Here's what they did:
First, they divided the settlement into multiple parts. The first two were relatively straightforward: they sought and received $455.2m in fees for the money they brought into the class, representing 20% of the NIL settlement fund and 10% of an additional compensation fund.
Next, they took $20 million in fees for the injunctive relief they secured.
Then things get problematic.
The Future Fee Tail
Class counsel structured their compensation to include 0.75% to 1.25% of all future revenue sharing payments over the next ten years. With revenue sharing starting at approximately $20.5 million per school annually (rising to around $30 million), and dozens of schools likely participating, we're talking about billions in future payments. If just 65 Power Five schools participate at the maximum level, that's $1.3 billion in year one alone. Class counsel's decade-long cut? Between $150 million and $250 million.

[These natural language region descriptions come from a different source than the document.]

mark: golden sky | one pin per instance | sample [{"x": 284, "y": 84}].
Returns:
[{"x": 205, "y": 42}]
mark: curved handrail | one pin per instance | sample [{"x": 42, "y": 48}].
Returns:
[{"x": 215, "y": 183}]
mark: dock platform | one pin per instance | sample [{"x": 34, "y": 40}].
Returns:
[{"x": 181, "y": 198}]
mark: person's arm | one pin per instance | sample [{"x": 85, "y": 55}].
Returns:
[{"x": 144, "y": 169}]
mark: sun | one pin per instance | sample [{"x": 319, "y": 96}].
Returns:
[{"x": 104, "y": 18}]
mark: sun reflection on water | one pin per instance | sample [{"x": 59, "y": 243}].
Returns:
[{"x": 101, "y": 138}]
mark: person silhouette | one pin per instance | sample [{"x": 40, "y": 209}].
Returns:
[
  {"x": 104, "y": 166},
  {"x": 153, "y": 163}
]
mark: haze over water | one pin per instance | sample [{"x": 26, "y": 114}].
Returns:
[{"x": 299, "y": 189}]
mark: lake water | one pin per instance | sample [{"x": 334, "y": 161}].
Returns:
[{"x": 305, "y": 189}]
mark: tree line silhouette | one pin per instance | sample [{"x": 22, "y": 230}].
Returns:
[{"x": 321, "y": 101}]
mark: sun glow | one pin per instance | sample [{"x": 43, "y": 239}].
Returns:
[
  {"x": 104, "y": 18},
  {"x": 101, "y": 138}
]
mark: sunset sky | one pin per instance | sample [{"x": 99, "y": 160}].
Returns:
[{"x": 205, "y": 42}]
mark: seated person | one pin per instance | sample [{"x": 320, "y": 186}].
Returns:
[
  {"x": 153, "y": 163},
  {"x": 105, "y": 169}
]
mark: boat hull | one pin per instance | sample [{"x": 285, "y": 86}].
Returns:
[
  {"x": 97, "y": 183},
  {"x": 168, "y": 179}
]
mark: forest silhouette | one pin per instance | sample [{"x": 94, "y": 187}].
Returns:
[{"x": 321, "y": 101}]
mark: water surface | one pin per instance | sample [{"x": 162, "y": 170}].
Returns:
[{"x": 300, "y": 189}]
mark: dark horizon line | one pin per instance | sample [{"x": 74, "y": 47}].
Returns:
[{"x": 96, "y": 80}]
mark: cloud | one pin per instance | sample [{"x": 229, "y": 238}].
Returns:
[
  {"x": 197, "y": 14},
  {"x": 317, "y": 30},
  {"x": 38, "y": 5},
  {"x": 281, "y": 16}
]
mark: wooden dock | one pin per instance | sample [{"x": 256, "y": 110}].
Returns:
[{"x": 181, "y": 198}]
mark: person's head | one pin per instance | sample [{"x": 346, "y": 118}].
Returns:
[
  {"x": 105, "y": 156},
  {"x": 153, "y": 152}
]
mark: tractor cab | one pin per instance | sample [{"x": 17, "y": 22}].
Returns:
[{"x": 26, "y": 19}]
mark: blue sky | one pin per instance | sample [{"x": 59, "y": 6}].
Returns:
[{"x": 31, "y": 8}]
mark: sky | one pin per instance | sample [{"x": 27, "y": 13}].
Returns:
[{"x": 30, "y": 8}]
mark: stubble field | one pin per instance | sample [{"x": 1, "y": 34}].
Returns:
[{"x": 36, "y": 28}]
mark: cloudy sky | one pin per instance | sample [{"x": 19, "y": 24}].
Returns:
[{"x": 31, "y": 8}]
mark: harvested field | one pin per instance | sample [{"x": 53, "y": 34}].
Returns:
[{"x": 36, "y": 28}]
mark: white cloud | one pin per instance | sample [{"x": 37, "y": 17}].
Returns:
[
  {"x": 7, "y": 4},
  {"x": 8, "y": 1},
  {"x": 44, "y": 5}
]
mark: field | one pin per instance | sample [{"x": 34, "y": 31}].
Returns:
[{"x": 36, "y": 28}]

The 11-Year-Old's Tax Bill
These fees will be paid by future athletes who aren't even in high school yet. An 11-year-old soccer player entering college in 2033 will have her earnings reduced to pay lawyers for a case filed when she was in elementary school. This child isn't a class member, received no notice, has no right to object, and doesn’t even know if she will play college sports—yet, if she does, she'll pay this tax.
Class counsel's answer? Future athletes can opt out within 60 days of arriving on campus. But this "solution" is meaningless for the ordinary athlete. Sure, a five-star quarterback with NFL prospects might have agents lined up to negotiate for him. But what about the swimmer, the tennis player, or the track athlete? What 18-year-old freshman without resources is going to hire a lawyer and risk their roster spot by confronting their university?
As both parties knew when they were negotiating this deal, an opt-out right is worthless when exercising it is economically and practically impossible—which is precisely why class actions exist in the first place.
Double-Dipping on Monitoring
As if taxing future children wasn't enough, counsel also reserved the right to seek additional "fees and costs for their ongoing work in monitoring and enforcing compliance" with the settlement. They're already being compensated through percentages of both the damages and the future revenue sharing. Now they want to bill hourly for monitoring a settlement they're already being paid to create.
This is like a real estate agent taking their 6% commission and then charging you hourly to attend the closing. You're either paid on percentage or you're paid hourly—not both.
A Dangerous Precedent
This structure—which was approved by the District Court—opens the door to a new era where class counsel can:
Negotiate settlements that effectively bind and tax future non-parties
Extract fees from people who had no voice in the proceedings
Create "opt-out" provisions that are practically meaningless
Layer multiple fee structures on top of each other
Imagine this model spreading: Data breach settlements where future customers pay fees. Employment settlements where future hires foot the bill. Product defect cases where future purchasers compensate the lawyers.
The Bottom Line
The NCAA settlement delivered real value to exploited athletes. That's worth celebrating. But the fee structure shows what happens when lawyers prioritize compensation over clean arrangements.
Yes, the "mega fund" doctrine creates bad incentives. Yes, counsel delivered historic results. But none of that justifies taxing children who aren't party to the lawsuit or double-dipping on fees.
When your fee structure requires this much gymnastics, you're not solving a problem—you're creating new ones. The past athletes deserved their money. The lawyers probably deserved theirs too. But they didn't deserve to get it from kids who are still learning algebra.